This week, I've been mainly working on making Hub datasets compatible with cleanlab. I implemented three tools to benchmark how cleanlab would work on the same dataset fetched from different sources.
Hub Dataset + Dataloader + Skorch
The first tool allows to run cleanlab with Hub dataset format and allows to directly pass custom Hub Dataloader. As cleanlab features leverage scikit-learn compatibility, I wrap the PyTorch neural net using skorch, which makes it scikit-learn-compatible. However, I had to overwrite a few of the methods such as get_dataset,
validation_step in the generic
NeuralNet class to make Hub datasets work with skorch.

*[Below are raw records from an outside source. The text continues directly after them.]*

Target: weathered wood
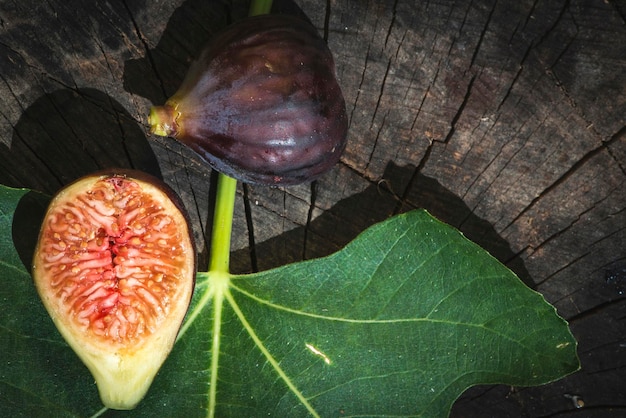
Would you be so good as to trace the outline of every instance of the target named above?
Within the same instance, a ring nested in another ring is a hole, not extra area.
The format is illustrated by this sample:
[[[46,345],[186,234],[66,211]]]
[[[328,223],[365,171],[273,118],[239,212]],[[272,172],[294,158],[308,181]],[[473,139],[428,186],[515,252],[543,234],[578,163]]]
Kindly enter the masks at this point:
[[[626,408],[626,7],[616,1],[275,1],[325,34],[350,115],[331,173],[241,186],[233,271],[329,254],[425,207],[570,320],[583,369],[539,388],[469,390],[453,416]],[[192,215],[201,263],[211,171],[146,135],[240,0],[0,0],[0,183],[53,193],[98,168],[162,176]],[[252,246],[250,245],[252,244]]]

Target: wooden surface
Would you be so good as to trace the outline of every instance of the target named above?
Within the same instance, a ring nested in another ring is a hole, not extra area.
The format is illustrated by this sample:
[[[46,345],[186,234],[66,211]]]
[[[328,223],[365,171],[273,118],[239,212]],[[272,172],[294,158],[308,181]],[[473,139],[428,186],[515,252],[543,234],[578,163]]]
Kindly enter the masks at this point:
[[[349,144],[313,185],[240,185],[233,272],[331,253],[425,207],[553,303],[583,365],[539,388],[470,389],[452,415],[624,416],[626,3],[275,6],[327,37]],[[146,135],[146,115],[246,13],[237,0],[0,0],[0,183],[53,193],[98,168],[159,175],[184,199],[206,265],[215,176]]]

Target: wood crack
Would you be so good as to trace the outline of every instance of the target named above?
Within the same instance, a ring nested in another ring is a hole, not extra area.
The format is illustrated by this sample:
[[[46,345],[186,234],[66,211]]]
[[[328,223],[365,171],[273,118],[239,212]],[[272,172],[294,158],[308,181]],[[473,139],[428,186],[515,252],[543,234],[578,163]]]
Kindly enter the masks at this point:
[[[422,156],[420,162],[417,164],[417,166],[415,167],[415,170],[413,170],[413,175],[411,176],[411,179],[407,182],[406,187],[404,188],[404,191],[402,192],[402,195],[400,197],[400,201],[397,202],[393,213],[397,214],[400,212],[400,210],[402,209],[402,205],[406,202],[408,196],[409,196],[409,192],[411,190],[413,190],[414,184],[417,181],[419,174],[422,172],[422,170],[424,169],[424,167],[426,166],[426,164],[428,163],[430,156],[433,152],[433,148],[435,146],[436,143],[440,143],[443,144],[444,146],[450,141],[450,139],[452,138],[452,136],[455,133],[455,127],[457,122],[459,121],[459,119],[461,118],[461,115],[463,114],[463,111],[465,110],[465,106],[467,106],[467,103],[469,102],[469,98],[471,96],[471,92],[472,92],[472,87],[474,86],[474,81],[476,80],[476,75],[473,75],[469,82],[467,83],[467,87],[465,90],[465,94],[463,96],[463,100],[461,101],[461,104],[459,105],[459,107],[457,108],[457,111],[455,112],[454,116],[452,117],[452,120],[450,122],[450,129],[448,130],[448,133],[446,135],[446,137],[444,138],[443,141],[439,141],[439,140],[430,140],[430,143],[428,144],[428,147],[426,148],[426,150],[424,151],[424,155]]]
[[[619,131],[613,134],[609,142],[616,143],[616,142],[621,141],[624,138],[626,138],[626,126],[622,126],[622,128]],[[611,150],[611,147],[606,147],[606,149],[609,155],[611,156],[611,158],[615,160],[615,162],[617,163],[617,166],[620,168],[622,173],[626,176],[626,165],[625,165],[626,161],[621,161],[620,158],[617,155],[615,155],[615,153],[613,153],[613,151]]]
[[[370,155],[367,159],[367,163],[365,164],[365,169],[363,170],[364,172],[367,172],[369,169],[369,166],[372,162],[372,159],[374,158],[374,154],[376,153],[376,148],[378,147],[378,140],[380,139],[380,135],[383,131],[383,129],[385,128],[385,124],[387,122],[387,115],[389,114],[389,110],[387,110],[387,112],[385,112],[385,114],[383,115],[383,120],[380,123],[380,127],[377,129],[376,131],[376,137],[374,138],[374,143],[372,144],[372,149],[370,152]],[[371,130],[371,127],[370,127]]]
[[[552,22],[552,25],[550,25],[544,31],[543,35],[540,36],[539,39],[534,43],[534,47],[539,47],[541,44],[543,44],[546,41],[548,36],[551,33],[553,33],[553,31],[556,29],[559,23],[561,23],[561,21],[563,20],[563,16],[565,16],[565,12],[569,10],[569,7],[570,7],[570,0],[565,0],[565,2],[563,3],[563,6],[561,7],[561,10],[559,10],[558,16],[556,17],[556,19],[554,19],[554,22]]]
[[[528,59],[528,56],[529,56],[530,51],[532,50],[532,48],[533,48],[532,45],[530,45],[526,49],[526,52],[524,52],[524,55],[522,56],[522,59],[520,60],[519,67],[517,68],[517,71],[515,72],[515,75],[513,76],[513,79],[511,80],[511,82],[507,86],[507,89],[504,92],[504,95],[502,96],[502,100],[500,100],[500,103],[498,103],[498,106],[496,107],[496,110],[495,110],[496,113],[500,113],[500,111],[502,109],[502,106],[509,99],[509,96],[513,92],[513,88],[517,85],[517,82],[519,81],[519,78],[522,75],[522,72],[524,70],[524,63]]]
[[[385,94],[385,83],[387,82],[387,76],[389,75],[390,68],[391,68],[391,59],[387,60],[387,68],[385,69],[385,74],[383,75],[383,79],[380,82],[380,90],[378,92],[378,99],[376,100],[376,106],[374,107],[374,112],[372,113],[372,120],[370,121],[370,129],[372,129],[372,127],[374,126],[376,114],[378,113],[378,109],[380,108],[380,103],[382,101],[383,95]]]
[[[485,22],[485,25],[483,26],[483,29],[480,32],[480,35],[478,37],[478,42],[476,43],[476,47],[474,48],[472,58],[470,59],[469,68],[472,68],[474,66],[474,62],[476,62],[476,57],[478,57],[478,52],[480,51],[483,40],[485,39],[487,28],[489,28],[489,24],[491,23],[491,19],[493,18],[493,13],[496,10],[497,4],[498,4],[498,1],[497,0],[494,1],[493,5],[491,6],[491,10],[489,10],[489,15],[487,15],[487,21]]]
[[[570,324],[573,324],[573,323],[576,323],[576,322],[579,322],[579,321],[584,321],[587,318],[599,315],[602,312],[608,311],[609,308],[611,308],[613,306],[619,306],[619,305],[621,305],[621,304],[623,304],[625,302],[626,302],[626,299],[624,299],[624,298],[618,298],[618,299],[602,302],[602,303],[599,303],[599,304],[595,305],[594,307],[592,307],[590,309],[586,309],[586,310],[584,310],[582,312],[579,312],[576,315],[573,315],[573,316],[567,318],[567,321]]]
[[[609,145],[616,142],[620,136],[613,136],[610,140],[601,143],[598,147],[588,151],[585,155],[583,155],[579,160],[577,160],[574,164],[570,166],[570,168],[565,171],[561,176],[559,176],[554,182],[548,185],[538,196],[536,196],[531,202],[522,209],[511,222],[509,222],[504,228],[502,228],[502,233],[504,233],[509,227],[515,224],[520,220],[526,213],[528,213],[531,209],[535,207],[535,205],[545,199],[547,195],[556,190],[559,186],[565,183],[572,175],[577,173],[585,164],[589,162],[596,155],[600,154],[604,150],[607,149]]]
[[[359,105],[359,98],[361,97],[361,92],[363,91],[363,83],[365,82],[365,73],[367,72],[367,63],[369,62],[369,54],[370,54],[370,45],[367,46],[367,52],[365,54],[365,65],[363,65],[363,71],[361,72],[361,79],[359,81],[359,86],[356,91],[356,97],[354,98],[354,106],[352,107],[352,111],[350,112],[349,122],[348,122],[348,132],[350,132],[350,127],[352,126],[352,121],[354,120],[354,112],[356,111]]]
[[[556,275],[567,270],[568,268],[572,267],[573,265],[580,262],[581,260],[585,259],[587,256],[589,256],[590,253],[591,253],[590,251],[584,251],[580,254],[577,254],[576,257],[568,260],[567,263],[557,268],[555,271],[551,272],[550,274],[546,275],[543,279],[535,281],[535,289],[539,288],[542,284],[553,280],[553,278]]]
[[[389,22],[389,27],[387,28],[387,35],[385,36],[384,47],[387,48],[387,43],[389,42],[389,37],[391,36],[391,32],[396,23],[396,14],[398,11],[398,0],[393,2],[393,7],[391,9],[391,21]]]
[[[311,203],[309,204],[309,210],[306,214],[306,224],[304,225],[304,237],[302,238],[302,259],[306,260],[307,257],[307,242],[309,241],[309,232],[311,229],[311,222],[313,221],[313,212],[315,211],[315,203],[317,201],[317,180],[311,182]]]
[[[456,124],[459,121],[459,119],[461,118],[461,115],[463,115],[463,111],[465,110],[465,107],[467,106],[467,103],[469,102],[469,98],[471,96],[472,87],[474,86],[474,81],[475,80],[476,80],[476,75],[474,74],[474,75],[472,75],[472,77],[470,78],[469,82],[467,83],[467,88],[465,90],[465,95],[463,96],[463,100],[461,101],[461,104],[458,107],[456,113],[452,117],[452,120],[450,122],[450,130],[448,130],[448,134],[446,135],[446,137],[442,141],[444,144],[447,144],[448,142],[450,142],[450,139],[452,138],[452,136],[456,132]],[[435,142],[439,142],[439,141],[435,140]]]
[[[22,102],[20,101],[19,97],[17,94],[15,94],[15,91],[13,91],[13,87],[11,86],[11,83],[9,82],[9,80],[7,80],[4,75],[2,75],[2,73],[0,73],[0,80],[2,80],[4,82],[4,84],[7,86],[7,89],[9,90],[9,93],[11,93],[11,97],[13,98],[13,100],[15,100],[15,103],[17,103],[17,105],[20,107],[20,111],[21,113],[24,113],[26,111],[26,109],[24,108],[24,106],[22,105]],[[2,109],[0,109],[0,113],[4,115],[4,112]],[[5,116],[5,118],[7,120],[9,120],[8,117]],[[13,128],[15,128],[13,126]]]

Pytorch Dataset + Pytorch Dataloader + Skorch
The second tool fetches the same data from torch.datasets, however, this time I didn't need to overwrite any scorch
NeuralNet methods as they support standard PyTorch datasets and Dataloader by default. This step was mainly to ensure that I'm handling the Hub dataset format properly and to compare that the metrics for training match the one with the Hub dataset format.
Computing Out-of-sample Probabilities with Cross Validation
The third tool works with Hub datasets, however, it doesn't use skorch. Instead, this tool computes out-of-sample probabilities using cross validation for Hub dataset format. As skorch doesn't include functionality for cross-validation that's required by cleanlab, this week I focused on implementing cross-validation from scratch.